Build a Web Scraper with Puppeteer & Next.js API Routes

Author Avatar Colby FayockonAugust 8th, 2024

Web scraping is a common technique to programmatically get valuable information from a website that might not have a publicly accessible API. Let’s see how we can easily build our own web scraper endpoint using Next.js App Router API Routes and Puppeteer.

Table of Contents

What is a Web Scraper?
What are we going to build?
Step 1: Creating a new Next.js API Route
Step 2: Using Puppeteer in a Next.js API Route
Step 3: Configuring Vercel Function Timeouts
What’s next?

What is a Web Scraper?

A web scraper is a tool that uses code to fetch a website’s source, optionally load that website, then scans the content to look for a particular piece of information.

Some common uses might be to check prices of a product, gather data for research, or in the world of AI, collect information to train models.

Web scrapers can come with a negative connotation, as some bad actors use it in unethical ways, but there’s plenty of use cases that make web scraping a viable way, particularly when respecting a website’s request to be crawled or not.

What are we going to build?

We’re going to build a Web Scraper using Next.js’s API Routes. Why Next.js? If you’re reading this, you likely already have your own Next.js application already set up and it’s an easy way to add a new endpoint, but it’s also a good way to quickly set up a new environment.

You can use other similar environments, frameworks, or even just Vercel functions directly to create a similar tool.

As far as what we’re going to scrape, we’ll test grabbing bits of information from a page by using Puppeteer inside of our function. We’ll even see how we can collect a screenshot of that website.

Note: While this should work in other providers, I’ve only tested deploying this to Vercel.

Step 1: Creating a new Next.js API Route

Getting started, we’ll want to create a new API route where we’ll manage our scraper.

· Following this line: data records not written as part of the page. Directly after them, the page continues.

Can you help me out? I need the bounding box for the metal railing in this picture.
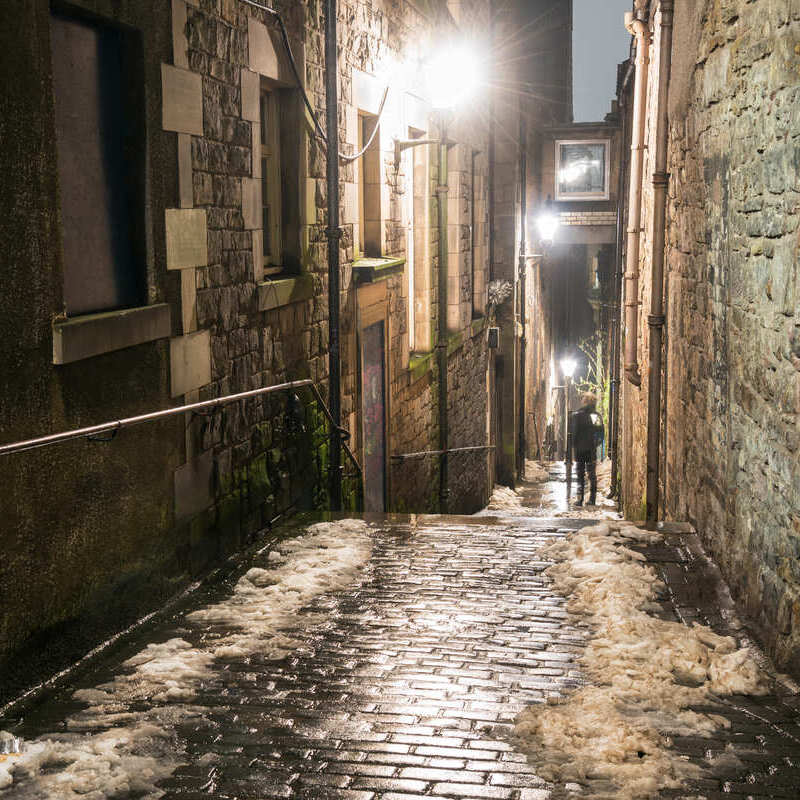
[0,378,362,478]
[390,444,495,461]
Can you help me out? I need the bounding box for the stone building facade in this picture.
[0,0,569,694]
[622,0,800,673]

Tip: You should be able to follow along in any Next.js app, whether existing or new, or whether using the Pages or App router, or even this starter, though filenames may vary. I’ll be using the App Router for this walkthrough.

Heading to your app directory create a new folder called api and inside, create an additional folder called scraper.

Inside app/api/scraper add a file route.ts and add:

export async function POST() {
  return Response.json({
    hello: 'world'
  })
}

Here we’re creating a new POST endpoint where we’re simply responding with some JSON to test things out.

If you start up your development server, your endpoint will be available at http://localhost:3000/api/scraper.

Tip: In order to test this out, you’ll either want to set up something in your UI that can make a request to your new endpoint (like the Starter linked above) or use a tool like Postman.

When using our endpoint, we’ll want to be able to dynamically POST information to our endpoint that we’ll use for the scraping, such as a website URL.

We can access the request’s body based on how we pass the data and grab our dynamic value. Let’s set it up as JSON.

export async function POST(request: Request) {
  const { siteUrl } = await request.json();
  return Response.json({
    siteUrl
  })
}

If we start to test this out, like making a POST request:

const results = await fetch('/api/scraper', {
  method: 'POST',
  body: JSON.stringify({
    siteUrl: 'https://spacejelly.dev'
  })
}).then(r => r.json())

We should now see our results get returned in the response!

Next, let’s get Puppeteer set up, which is what we’ll use to perform the scraping inside our endpoint!

Follow along with the commit!

Step 2: Using Puppeteer in a Next.js API Route

Ultimately when running our code, we need some kind of mechanism to scrape a website.

The most simplest way to do this is to make a fetch request to the website itself and download its content, but that’s not necessarily what we want.

By grabbing the response HTML, we’re grabbing the page before any JavaScript can load, and we all know the world is run by JavaScript, so that might not be the most meaningful page (unless they’re so modern they’re server rendering the entire page!).

So instead, we can use a tool like Puppeteer, which actually spins up an instance of Chrome, loads the page, and allows us to traverse it to grab whatever information we need.

Warning: this is the trickiest part of the tutorial, as it requires specific configuration to get it working, but lets move on.

Shoutout to Stefan Judis’s article which helped me with some of the configuration bits.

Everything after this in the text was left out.